I am adding higher accuracy timing functions to the rendering threads (based
on "QueryPerformanceCounter" in order to analyze the various thread level
"wait" times during mutex and semaphore waits to try and analyze these issues.
Comment 23 Henry Stiles 2014-09-09 07:00:20 UTC
Best to have a bug per problem.  It looks like this has drifted out of my domain.  Assigning to Ray.
Comment 24 norbert.janssen 2014-09-18 10:47:19 UTC
(In reply to norbert.janssen from comment #21)
> Extra info:
> I did same for latest trunk, and it seems even slower (trunk=14.78 secs
> versus 9.14=13.36 secs) when doing multithreaded rendering.
> using:
> obj/pcl6 -sDEVICE=bit -r600 -dMaxBitmap=0 -dBandBufferSpace=4000000
> -dBandHeight=1500 -dNumRenderingThreads=5 -sOutputFile=nul -dNOPAUSE
> 25pages.pcl
> 
> with: obj/pcl6 -sDEVICE=bit -r600 -sOutputFile=nul -dNOPAUSE 25pages.pcl
> I get: trunk=9.77 sec, 9.14=9.95 sec (so slightly faster)

Note that the times measured for ghostpdl-9.14 of 9.95sec is without clist, so the extra time for the 13.36secs is probably the overhead needed for the clist-creation (in memory) and the thread-creation overhead.
From previous investigations (2-3 years ago), I know that I needed at least 3 threads to get below the 9.95 secs again.
This was with windows7; but at that time we had win-xp as platform, and there the performance became worse with more threads, so was no solution for us.
Comment 25 Ray Johnston 2014-09-23 08:06:03 UTC
The timing of 25pages.pcl (47 pages) is pretty much as expected.

Page mode is faster than clist mode with NumRenderingThreads=0 and using
NRT > 0 helps the rendering, up to the point where the overhead of using more
threads swamps the time each thread spends rendering.

I added 'parse done' time to the PCL code and note that when the total time
for the 47 pages is 15 seconds, the total time spent rendering with NRT=0
was 2.3 seconds (12.2 seconds were spent parsing, i.e. writing the clist).

Using NRT=2 (on my core i7 laptop) gets the overall time down to 13.5 seconds
by reducing the render time total to .65 seconds.
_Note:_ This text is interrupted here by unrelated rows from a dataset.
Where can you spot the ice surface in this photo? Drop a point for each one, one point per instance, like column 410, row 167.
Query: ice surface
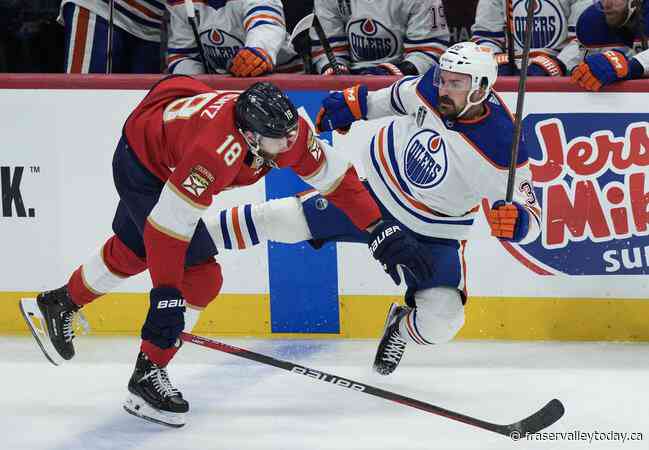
column 239, row 404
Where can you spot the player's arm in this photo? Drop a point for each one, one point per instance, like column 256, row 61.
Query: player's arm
column 335, row 178
column 333, row 25
column 182, row 50
column 265, row 33
column 341, row 109
column 426, row 37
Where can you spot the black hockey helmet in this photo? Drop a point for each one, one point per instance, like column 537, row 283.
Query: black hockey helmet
column 265, row 109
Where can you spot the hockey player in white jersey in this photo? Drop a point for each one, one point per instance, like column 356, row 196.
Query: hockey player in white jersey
column 614, row 34
column 245, row 38
column 380, row 37
column 136, row 35
column 428, row 171
column 554, row 50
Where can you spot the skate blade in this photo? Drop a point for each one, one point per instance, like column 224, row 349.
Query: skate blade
column 36, row 323
column 139, row 408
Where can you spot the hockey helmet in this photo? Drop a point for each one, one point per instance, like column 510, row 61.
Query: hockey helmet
column 470, row 59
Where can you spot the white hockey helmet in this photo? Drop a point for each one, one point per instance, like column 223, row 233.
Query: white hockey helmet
column 473, row 60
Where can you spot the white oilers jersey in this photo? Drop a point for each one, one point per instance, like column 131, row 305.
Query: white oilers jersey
column 141, row 18
column 364, row 33
column 224, row 27
column 553, row 33
column 431, row 174
column 596, row 36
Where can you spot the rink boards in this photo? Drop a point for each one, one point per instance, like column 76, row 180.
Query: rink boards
column 584, row 279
The page mode time for this
file was 12.7 seconds.

The bottom line is that there isn't enough "work" to be done when rendering
this file to recoup the overhead time of creating the clist.

Closing this a WORKSFORME since it is working as expected, and there isn't
anything "funny" going on with multi-threaded rendering.